I begin by finding some derivatives so that i can work out a formula for the $n_{th}$ derivative as the Taylor series for a function is given by:
$$f(x) = \sum_{n=0}^\infty \frac{f^{n}(a)}{n!}(x-a)^n$$
I obtained the following for the first four derivatives:
$$f'(x)=\frac{1}{2}x^{-\frac{1}{2}}$$
$$f^2(x) = \frac{1}{2}.\frac{-1}{2}x^{-\frac{3}{2}}$$
$$f^3(x)=\frac{1}{2}.\frac{-1}{2}.\frac{-3}{2}x^{-\frac{5}{2}}$$
$$f^4(x)=\frac{1}{2}.\frac{-1}{2}.\frac{-3}{2}.\frac{-5}{2}x^{-\frac{7}{2}}$$
from this i have determined that successive terms alternate in signs beginning with a positive, so i might say that $f^n(a) = (-1)^{n+1}$ and checking for n=1 results in a positive, n=2 negative etc. Next, it is easily seen that success derivatives have the pattern $\frac{1}{2^n}$, the powers of x, $\text{}$ $x^{\frac{-2n+1}{2}}$
I am having difficulty obtaining a pattern for $1.1.3.5.7…$
I notice that sometimes in these problems you can only get a pattern for the derivatives from say n=2, or n=3. My instinct says knock off the first derivative and obtain a pattern for n=2 onwards then we have $1.3.5.7 $
I've tried a couple of things using $Tn=a+(n-1)d$ to get the pattern but i'm not having much luck.

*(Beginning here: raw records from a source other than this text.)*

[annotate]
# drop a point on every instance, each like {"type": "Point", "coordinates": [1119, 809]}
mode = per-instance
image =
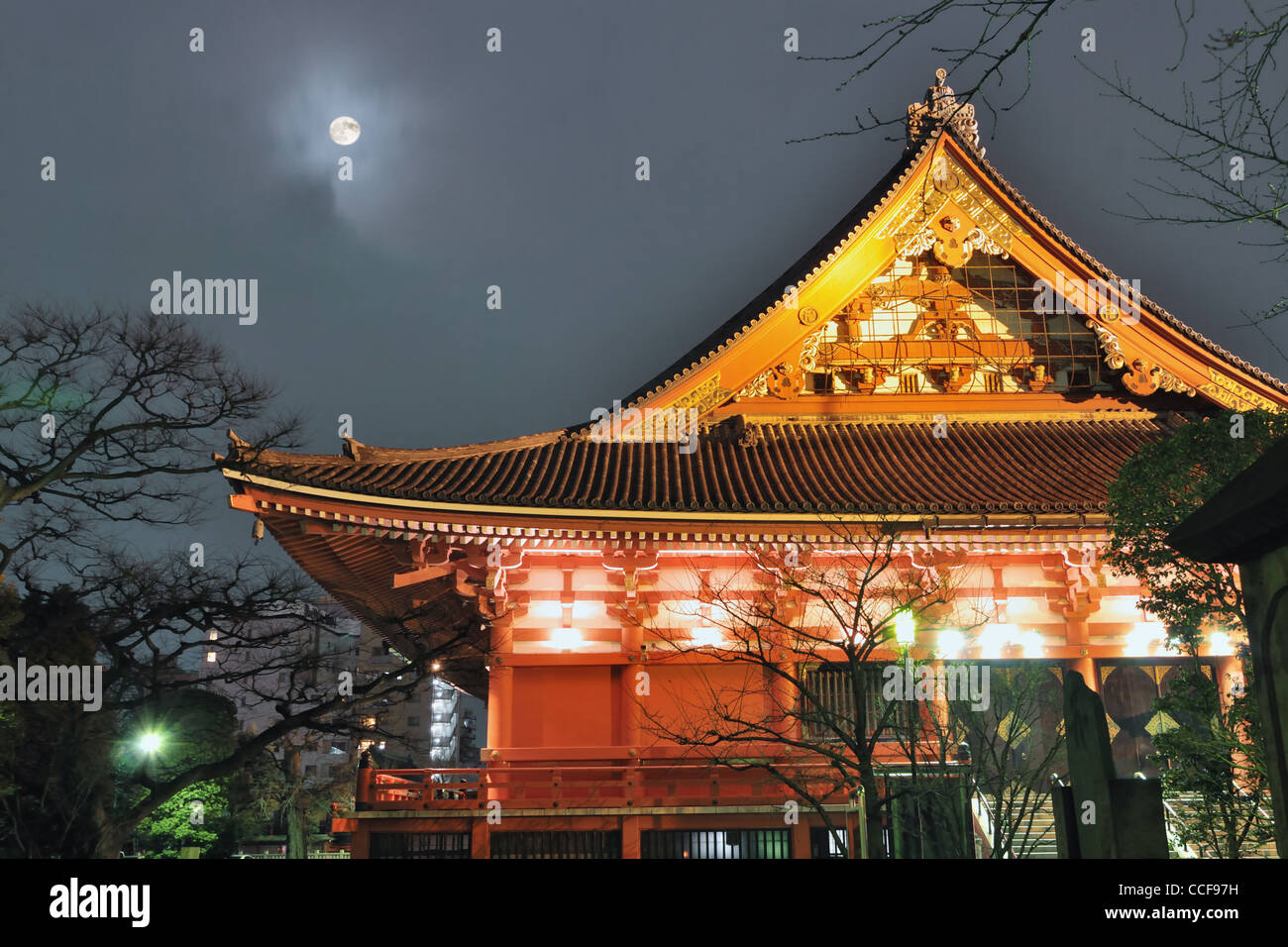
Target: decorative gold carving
{"type": "Point", "coordinates": [957, 201]}
{"type": "Point", "coordinates": [1229, 393]}
{"type": "Point", "coordinates": [1115, 356]}
{"type": "Point", "coordinates": [1142, 375]}
{"type": "Point", "coordinates": [940, 106]}
{"type": "Point", "coordinates": [786, 379]}
{"type": "Point", "coordinates": [704, 397]}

Could someone provide me some tips on how to determine this pattern and also how to know when you have to 'knock off a term', say only take a pattern from n=2?
edit
In order to determine the pattern you can do the following. given a sequence that starts at n=2 and is $3.7.11…$ for example. Take the difference between the terms, so 4. then multiply by n: $4n$ now substitute values of n to see what this gives and compare to what is expected. so for $n=2$, $4(2)=8$ but we want $3$ so we need to subtract 5. Likewise for n=3, $4(3)=12$ but we want 7 so subtracting 5 will give 7. Hence the pattern is $3.7.11…(4n-5)$
Best Answer
Note that by the extended binomial theorem, for $|z|\leq 1$, $$\sqrt{1+z}=\sum_{n=0}^{\infty}\binom{1/2}{n}z^n$$ where $\binom{1/2}{0}=1$, $\binom{1/2}{1}=1/2$ and for $n>1$, $$\binom{1/2}{n}=\frac{1}{n!}\prod_{k=0}^{n-1}\left(\frac{1}{2}-k\right)= \frac{(-1)^{n-1}(1\cdot3\cdot5\cdot7\cdots(2n-3))}{n!2^n} =\frac{(-1)^{n-1}\binom{2n}{n}}{(2n-1)4^n}.$$ Hence for $|x-16|\leq 16$, $$\sqrt{x}=\sqrt{16+(x-16)}=4\sqrt{1-\frac{(x-16)}{16}}=4\sum_{n=0}^{\infty}\frac{\binom{1/2}{n}}{16^n}(x-16)^n\\ =\sum_{n=0}^{\infty}\frac{(-1)^{n-1}\binom{2n}{n}}{(2n-1)4^{3n-1}}(x-16)^n.$$